Speaking of our responsibility to exercise our free speech critically, I just came across this great quote:

"To announce that there must be no criticism of the President or that we are to stand by the President, right or wrong, is not only unpatriotic and servile, it is morally treasonable to the American public."
- President Theodore Roosevelt

byron said...

And speaking of apt yet still sadly relevant quotes from WWII leaders:

"The power of the Executive to cast a man into prison without formulating any charge known to the law, and particularly to deny him the judgment of his peers, is in the highest degree odious and is the foundation of all totalitarian government whether Nazi or Communist."
-- Winston Churchill

michael jensen said...

Yes: is it just me, or should we be really OUTRAGED about the Guantanamo Bay thing?

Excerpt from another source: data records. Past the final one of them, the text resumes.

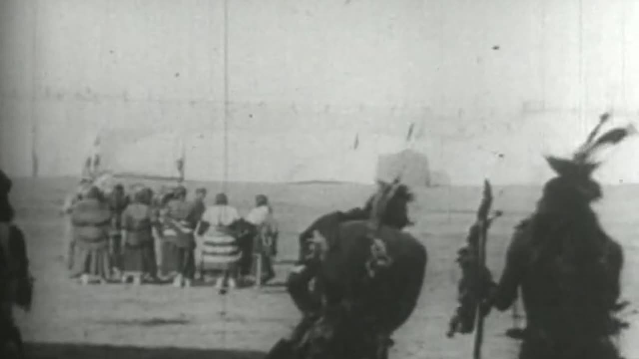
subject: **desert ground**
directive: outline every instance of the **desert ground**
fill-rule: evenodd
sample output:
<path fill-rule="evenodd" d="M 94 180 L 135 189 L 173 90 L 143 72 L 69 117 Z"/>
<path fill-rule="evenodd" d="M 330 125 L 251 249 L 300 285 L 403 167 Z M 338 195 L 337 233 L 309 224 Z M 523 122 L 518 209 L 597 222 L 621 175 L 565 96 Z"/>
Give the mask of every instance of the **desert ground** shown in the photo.
<path fill-rule="evenodd" d="M 16 313 L 29 357 L 81 358 L 261 358 L 288 333 L 299 314 L 281 286 L 243 289 L 220 296 L 210 287 L 178 289 L 168 286 L 123 284 L 81 286 L 68 279 L 62 218 L 65 195 L 74 185 L 70 178 L 17 179 L 12 200 L 17 222 L 28 241 L 36 282 L 34 307 Z M 190 189 L 203 185 L 189 183 Z M 480 184 L 478 184 L 480 185 Z M 206 183 L 209 199 L 220 185 Z M 363 204 L 372 187 L 352 185 L 230 184 L 227 193 L 242 213 L 254 195 L 264 193 L 273 202 L 282 228 L 278 260 L 281 282 L 297 253 L 297 233 L 328 211 Z M 489 233 L 488 266 L 498 276 L 513 227 L 532 209 L 539 188 L 497 187 L 495 208 L 505 212 Z M 463 244 L 481 196 L 479 187 L 415 190 L 412 208 L 416 222 L 410 231 L 427 248 L 429 259 L 420 303 L 394 339 L 393 359 L 471 357 L 472 336 L 448 339 L 445 333 L 456 302 L 459 273 L 454 262 Z M 597 206 L 601 222 L 626 251 L 624 299 L 639 303 L 639 186 L 605 188 Z M 276 283 L 277 284 L 277 283 Z M 521 310 L 521 309 L 520 309 Z M 620 339 L 628 359 L 639 358 L 632 343 L 639 325 Z M 486 358 L 516 357 L 518 343 L 505 337 L 512 313 L 493 313 L 486 323 Z"/>

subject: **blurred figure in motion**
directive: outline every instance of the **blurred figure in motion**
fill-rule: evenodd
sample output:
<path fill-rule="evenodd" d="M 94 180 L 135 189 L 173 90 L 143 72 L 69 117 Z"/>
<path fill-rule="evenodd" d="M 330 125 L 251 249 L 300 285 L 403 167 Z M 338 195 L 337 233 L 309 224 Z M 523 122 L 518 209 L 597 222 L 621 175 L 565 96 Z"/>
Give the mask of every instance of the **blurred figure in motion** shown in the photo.
<path fill-rule="evenodd" d="M 557 176 L 517 226 L 488 300 L 505 310 L 521 287 L 527 322 L 521 359 L 620 358 L 613 337 L 626 325 L 615 314 L 623 250 L 591 208 L 603 196 L 591 176 L 600 164 L 592 155 L 631 132 L 617 128 L 595 140 L 598 127 L 573 158 L 546 158 Z"/>
<path fill-rule="evenodd" d="M 153 227 L 158 219 L 151 206 L 152 196 L 150 188 L 139 189 L 122 213 L 123 282 L 132 278 L 139 285 L 145 278 L 155 277 Z"/>
<path fill-rule="evenodd" d="M 195 237 L 197 224 L 194 206 L 187 201 L 187 188 L 178 186 L 166 204 L 162 218 L 163 275 L 173 277 L 175 287 L 189 287 L 195 274 Z"/>
<path fill-rule="evenodd" d="M 113 215 L 109 238 L 109 253 L 111 256 L 113 274 L 119 277 L 122 272 L 122 213 L 128 205 L 128 198 L 121 183 L 116 185 L 109 195 L 109 206 Z"/>
<path fill-rule="evenodd" d="M 194 203 L 193 211 L 191 212 L 194 219 L 197 222 L 202 218 L 202 215 L 206 211 L 206 188 L 199 188 L 196 190 L 195 203 Z"/>
<path fill-rule="evenodd" d="M 215 196 L 215 204 L 206 208 L 198 229 L 204 240 L 200 270 L 221 271 L 215 286 L 223 293 L 236 285 L 236 264 L 241 254 L 231 226 L 240 218 L 237 210 L 229 205 L 226 195 L 220 193 Z"/>
<path fill-rule="evenodd" d="M 13 319 L 13 307 L 31 305 L 33 279 L 22 231 L 13 224 L 9 202 L 11 180 L 0 170 L 0 357 L 24 358 L 22 340 Z"/>
<path fill-rule="evenodd" d="M 273 268 L 273 257 L 277 254 L 277 237 L 279 234 L 277 222 L 273 215 L 273 208 L 268 203 L 268 198 L 263 194 L 255 197 L 255 208 L 249 212 L 247 222 L 256 226 L 257 234 L 249 243 L 242 248 L 241 274 L 250 274 L 252 267 L 253 254 L 261 258 L 263 269 L 261 282 L 266 283 L 275 277 Z"/>
<path fill-rule="evenodd" d="M 103 282 L 111 277 L 109 238 L 112 217 L 109 203 L 94 186 L 73 207 L 71 220 L 75 248 L 71 277 L 79 277 L 83 284 L 94 280 Z"/>

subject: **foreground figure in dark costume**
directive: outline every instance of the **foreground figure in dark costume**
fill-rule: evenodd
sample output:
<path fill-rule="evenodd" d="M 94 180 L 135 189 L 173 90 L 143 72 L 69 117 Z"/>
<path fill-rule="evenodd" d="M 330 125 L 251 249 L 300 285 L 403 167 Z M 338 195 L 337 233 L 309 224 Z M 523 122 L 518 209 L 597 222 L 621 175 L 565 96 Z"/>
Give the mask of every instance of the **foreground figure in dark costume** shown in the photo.
<path fill-rule="evenodd" d="M 602 196 L 591 158 L 630 132 L 613 130 L 595 141 L 593 131 L 572 160 L 548 158 L 558 176 L 518 226 L 489 303 L 505 310 L 521 288 L 528 326 L 521 359 L 620 358 L 612 337 L 623 326 L 614 315 L 623 253 L 590 208 Z"/>
<path fill-rule="evenodd" d="M 287 284 L 304 317 L 267 358 L 387 358 L 392 333 L 415 309 L 426 271 L 426 248 L 401 231 L 410 223 L 412 200 L 405 186 L 381 184 L 362 211 L 369 217 L 342 222 L 331 213 L 313 224 L 314 250 Z"/>
<path fill-rule="evenodd" d="M 13 321 L 13 305 L 28 310 L 33 280 L 22 231 L 12 222 L 8 195 L 12 182 L 0 170 L 0 358 L 24 358 L 20 332 Z"/>

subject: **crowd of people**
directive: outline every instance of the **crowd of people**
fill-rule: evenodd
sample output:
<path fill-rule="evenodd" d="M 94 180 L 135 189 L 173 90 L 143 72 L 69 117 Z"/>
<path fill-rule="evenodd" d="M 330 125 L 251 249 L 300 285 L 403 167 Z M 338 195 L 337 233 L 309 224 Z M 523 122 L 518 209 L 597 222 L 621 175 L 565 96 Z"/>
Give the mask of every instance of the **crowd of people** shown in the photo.
<path fill-rule="evenodd" d="M 187 195 L 181 185 L 156 192 L 135 185 L 127 193 L 121 184 L 105 190 L 83 180 L 63 208 L 71 277 L 182 287 L 197 277 L 226 291 L 275 277 L 279 232 L 266 196 L 257 195 L 242 217 L 226 194 L 212 205 L 206 188 Z"/>

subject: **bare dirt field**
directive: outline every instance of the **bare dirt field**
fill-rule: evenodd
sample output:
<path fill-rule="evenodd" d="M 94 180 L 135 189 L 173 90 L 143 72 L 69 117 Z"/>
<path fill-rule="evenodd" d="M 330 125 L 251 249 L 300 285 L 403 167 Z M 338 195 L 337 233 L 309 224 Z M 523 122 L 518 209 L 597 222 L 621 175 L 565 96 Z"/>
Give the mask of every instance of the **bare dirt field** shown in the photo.
<path fill-rule="evenodd" d="M 17 312 L 30 358 L 261 358 L 299 314 L 281 286 L 244 289 L 220 296 L 210 287 L 177 289 L 148 285 L 81 286 L 68 279 L 63 254 L 62 218 L 58 211 L 73 186 L 70 179 L 17 180 L 12 200 L 17 223 L 27 236 L 36 277 L 33 310 Z M 199 183 L 190 184 L 192 189 Z M 206 187 L 212 197 L 220 186 Z M 242 213 L 253 197 L 272 199 L 282 229 L 280 260 L 296 254 L 297 233 L 328 211 L 363 204 L 372 187 L 350 185 L 231 184 L 227 193 Z M 532 209 L 539 188 L 495 189 L 495 208 L 505 211 L 489 234 L 488 265 L 498 276 L 512 228 Z M 639 187 L 607 188 L 597 206 L 601 221 L 626 251 L 625 299 L 639 303 Z M 456 305 L 459 273 L 454 263 L 481 199 L 479 188 L 442 188 L 417 191 L 410 229 L 426 245 L 429 261 L 420 304 L 410 321 L 394 336 L 391 358 L 467 358 L 472 337 L 445 337 Z M 277 266 L 278 281 L 289 267 Z M 512 326 L 511 312 L 493 313 L 486 321 L 485 357 L 516 357 L 517 342 L 504 331 Z M 628 359 L 639 358 L 639 323 L 620 339 Z"/>

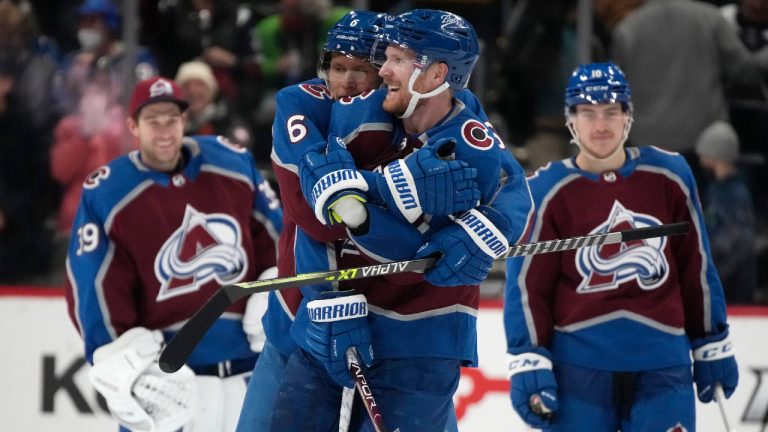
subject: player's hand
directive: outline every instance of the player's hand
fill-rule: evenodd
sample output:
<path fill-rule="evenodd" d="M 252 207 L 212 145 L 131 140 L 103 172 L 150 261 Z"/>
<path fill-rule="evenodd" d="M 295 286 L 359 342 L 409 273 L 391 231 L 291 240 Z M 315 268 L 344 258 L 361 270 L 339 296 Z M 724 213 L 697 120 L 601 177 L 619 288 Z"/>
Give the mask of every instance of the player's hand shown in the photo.
<path fill-rule="evenodd" d="M 352 155 L 340 149 L 328 154 L 307 152 L 299 159 L 301 191 L 324 225 L 341 223 L 333 207 L 342 199 L 365 202 L 368 184 L 355 168 Z"/>
<path fill-rule="evenodd" d="M 472 209 L 456 223 L 436 232 L 416 252 L 416 258 L 440 255 L 437 264 L 424 273 L 433 285 L 477 285 L 488 277 L 493 260 L 507 253 L 505 232 L 509 223 L 488 206 Z"/>
<path fill-rule="evenodd" d="M 733 344 L 728 337 L 728 324 L 712 336 L 691 341 L 693 350 L 693 380 L 700 401 L 712 401 L 715 385 L 723 387 L 728 398 L 739 383 L 739 368 Z"/>
<path fill-rule="evenodd" d="M 475 207 L 480 201 L 477 170 L 450 160 L 455 145 L 442 139 L 387 165 L 378 186 L 387 208 L 414 222 L 423 213 L 452 215 Z"/>
<path fill-rule="evenodd" d="M 515 412 L 533 428 L 549 427 L 559 407 L 549 351 L 542 347 L 519 349 L 507 354 L 507 361 L 509 397 Z"/>
<path fill-rule="evenodd" d="M 360 359 L 373 363 L 368 301 L 354 291 L 326 291 L 307 303 L 306 342 L 314 356 L 339 385 L 355 386 L 347 368 L 347 349 L 356 347 Z"/>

Byron, I will be interested to hear you comment on Hauerwas when you read him. Sometimes you do sound like a bog-standard political liberal... :-)

One of Freedom said...

That is an entirely appropriate quote for me today. We were discussing the tragic events in Montreal yesterday as part of our class discussion and the whole notion of liberty came up. So many in NA society have this twisted idea that freedom is the product of an absence of authority, when really it is quite the opposite. But like the narrator of the Adamic myth we also have trouble understanding freedom in the context of loving limitations (to borrow from Ricoeur).

byron said...

Sometimes you do sound like a bog-standard political liberal... :-)
Do you mean blog-standard? ;-)

I certainly don't think that protecting the rights of the individual against the nasty state is the first and most important job of politics. However, I do think that GB is an outrage.

I too am looking forward to Hauerwas, though it should have arrived a week ago at the latest! :-(

byron said...

Frank, unfortunately those ideas are not limited to NA.

I've only just found out about the shootings in Montreal - very sad.

michael jensen said...

Well, our grad seminar is doing a course on 'Hauerwas and cultural criticism' this term.

Should be fun.

meanwhile, I have posted on O'Donavan vs Hauerwas at www.mpjensen.blogspot.com

[Byron, our master-linker, how do you do it? ]

byron said...

Here is MPJ's post. And here is a tutorial to some basic HTML so that you can link to anything you like.

michael jensen said...

Thanks
BYRON

byron said...

MPJ: welcome to a brave new world.

PS the above link is to an interesting site I just found called 'breathing earth'.